Dairy farming is also water intensive, and the farm of the future will be underpinned by technologies that can capture and recycle waste water, for example to reduce water usage in vital equipment cleaning cycles. This is another area that GEA is actively researching, to develop cost-effective approaches to environmentally sound water management solutions.

Innovative technologies for milking

A focus on standardization and the automation of procedures such as feeding and milking will be key to the efficient operation of the farm of the future. GEA’s expertise spans automatic feeding and drinking technologies to ensure optimum cow nutrition and health, to automated, state-of-the-art, cow-friendly milking technologies for every size of herd, which offer optimum workflows for the dairy. The Company’s market-leading autorotor range of rotary milking parlors, for example, can milk more than 100 cows an hour, while new innovations, including robotic milking and the IQ milking cluster, milks cow quickly, gently and efficiently.

Cow comfort

GEA infographic 30L milk a day per cow

Farm management equipment and software, such as the DairyManagementSystem21, monitor and report back on all farm processes and workflows, which enables farmers and managers to see exactly how much their cows are eating and how much milk they are producing. Cow health is a particularly hot topic, Dr Lűth continues, and holistic barn concepts, combined with technologies spanning cow cubicles, brushes, mattresses and barn ventilation systems, offer the ultimate in cow comfort. And with cow health linked closely with nutrition, GEA’s customized technologies for optimized, automated feeding strategies can calculate and dispense the optimum amount and content of feed to each cow.
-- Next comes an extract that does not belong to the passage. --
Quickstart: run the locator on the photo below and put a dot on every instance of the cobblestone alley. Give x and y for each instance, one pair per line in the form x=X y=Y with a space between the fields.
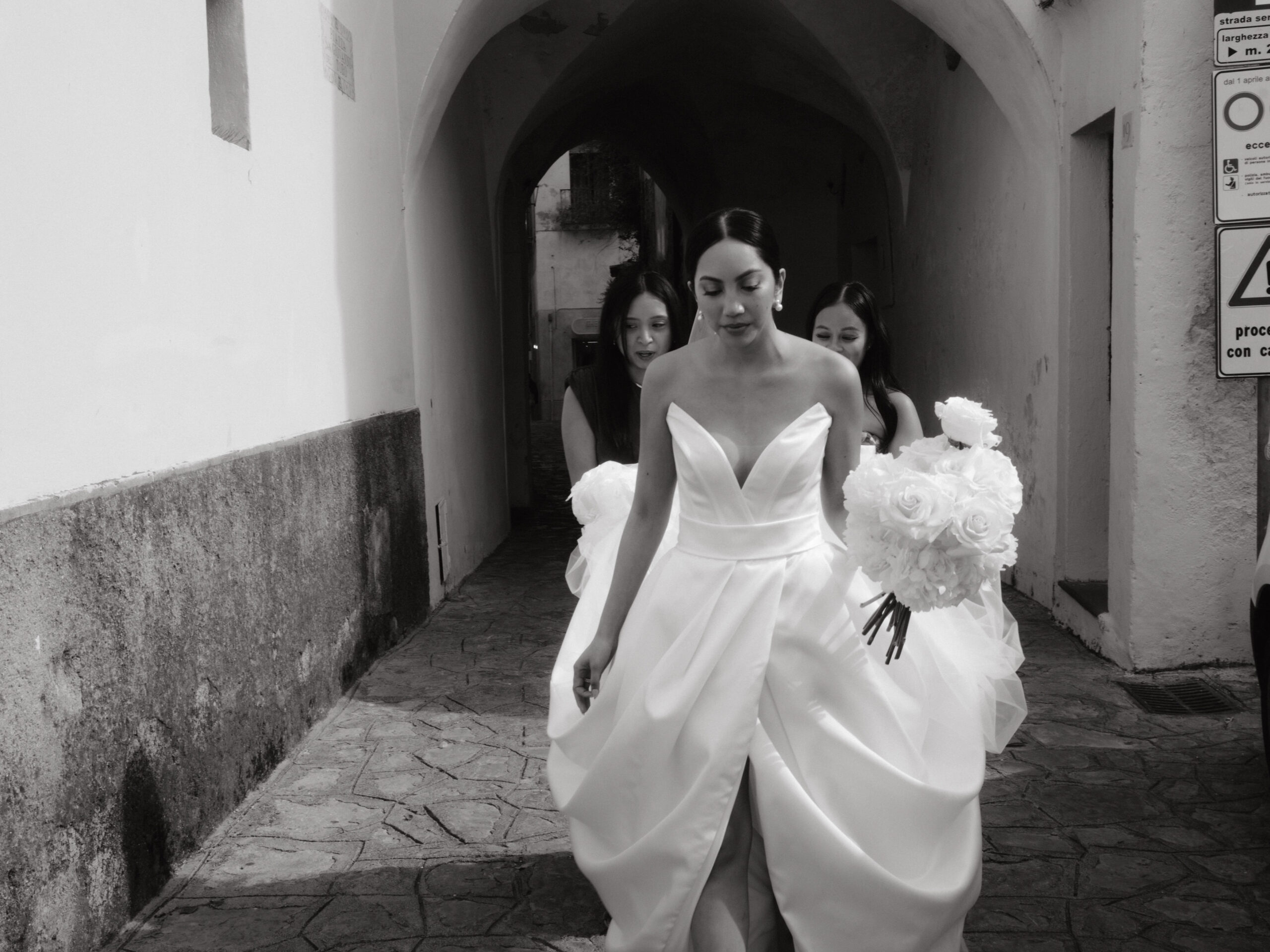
x=417 y=818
With our holistic approach to dairy farming, GEA technology is available to monitor cow health, and so alert the farmers if an animal or animals are below par. By identifying when even one animal’s health is a potential issue, for example by identifying changes in behavior or feeding patterns, steps can then be taken to remedy the situation early.

Bigger, smarter, and not just about milk

While the farm of the future will almost certainly be bigger, GEA technology will ensure that it is smarter, more productive, environmentally sustainable and energy efficient. Tomorrow’s dairy farm will not just be about producing milk. It is likely that the energy used to heat and light our homes will be derived from processing the millions of tons of manure that can also be also used to provide the nutrients for our crops, and the bedding for our livestock.